Using a taper reamer prior to tapping with taper taps provides threads of better quality. Taper pipe reamers in this series are recommended for tapping any NPT threading: Dryseal or Military Aeronautical Pipe Thread (ANPT) specification. Spiral flute reamers are useful for interrupted cuts because they prevent whole flute contact with the leading edge of an interrupted cut, as in a keyway. This prevents damage to the interruption and the reamer flute. Also, spiral flute taper pipe reamers are designed for reaming harder materials where additional shear is needed. Left-hand spiral tools are good for use in through holes (extending through the workpiece) because they push chips ahead of the tip of the tool. High-speed steel (HSS) is a general-purpose steel for cutting tools that is compatible with many metalworking materials. It is often lower in price than other cutting tool substrates. Square-end shanks help prevent rotation in the tool holder. Uncoated (bright) tools have no additional surface treatment or coating; they are suitable for general-purpose applications.
The number of flutes on a reamer depends on the cutting diameter of the tool. Reamers in this series that are 1/8” and 1/4” in diameter have six flutes, 3/8” and 1/2” in diameter have eight flutes, 3/4” to 1-1/2” in diameter have 10 flutes, and 2” in diameter have 12 flutes.

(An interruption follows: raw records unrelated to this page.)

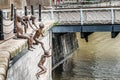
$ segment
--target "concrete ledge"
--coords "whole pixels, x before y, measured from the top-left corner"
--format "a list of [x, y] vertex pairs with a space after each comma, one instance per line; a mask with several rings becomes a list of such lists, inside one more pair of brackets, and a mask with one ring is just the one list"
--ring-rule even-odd
[[[54, 21], [43, 22], [45, 24], [45, 32], [54, 23]], [[29, 33], [32, 32], [29, 31]], [[19, 52], [27, 47], [26, 39], [9, 39], [0, 44], [0, 80], [6, 79], [6, 74], [11, 58], [15, 57]]]

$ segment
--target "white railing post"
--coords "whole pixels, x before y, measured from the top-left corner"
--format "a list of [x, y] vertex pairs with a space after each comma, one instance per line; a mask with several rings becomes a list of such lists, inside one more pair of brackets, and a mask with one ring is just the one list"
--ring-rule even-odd
[[112, 17], [112, 24], [115, 22], [115, 14], [114, 14], [114, 9], [111, 8], [111, 17]]
[[51, 8], [51, 19], [54, 20], [54, 12], [53, 12], [53, 7]]
[[83, 10], [80, 9], [80, 22], [81, 22], [81, 25], [84, 24], [83, 21], [84, 21]]

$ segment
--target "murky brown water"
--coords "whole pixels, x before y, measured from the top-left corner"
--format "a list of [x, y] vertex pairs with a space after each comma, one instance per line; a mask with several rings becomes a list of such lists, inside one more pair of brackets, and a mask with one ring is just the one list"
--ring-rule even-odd
[[120, 35], [93, 33], [88, 43], [79, 38], [79, 44], [72, 68], [56, 72], [53, 80], [120, 80]]

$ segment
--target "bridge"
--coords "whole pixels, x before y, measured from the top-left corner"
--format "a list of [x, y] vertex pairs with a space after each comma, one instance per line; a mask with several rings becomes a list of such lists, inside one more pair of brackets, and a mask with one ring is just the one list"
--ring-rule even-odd
[[[53, 33], [81, 32], [83, 38], [92, 32], [120, 32], [120, 7], [58, 9], [42, 11], [43, 20], [55, 20]], [[87, 34], [86, 34], [87, 33]]]

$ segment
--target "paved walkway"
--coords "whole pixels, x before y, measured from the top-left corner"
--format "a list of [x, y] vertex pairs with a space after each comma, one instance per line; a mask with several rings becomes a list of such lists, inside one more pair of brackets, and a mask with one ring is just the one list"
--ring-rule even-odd
[[[45, 24], [45, 31], [47, 31], [53, 25], [54, 21], [43, 23]], [[31, 30], [29, 30], [29, 33], [31, 33]], [[13, 39], [13, 36], [0, 41], [0, 80], [6, 79], [10, 59], [27, 47], [26, 39]]]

Reamers are used to finish existing holes. When holes are created using common applications like drilling or punching they often have minute imperfections. Their roundness may be flawed, or their diameters may be slightly smaller than required. Reamers are made to exacting tolerances, so they can correct such errors and create precisely round holes with exact dimensions. Reaming is often used before tapping screw threads.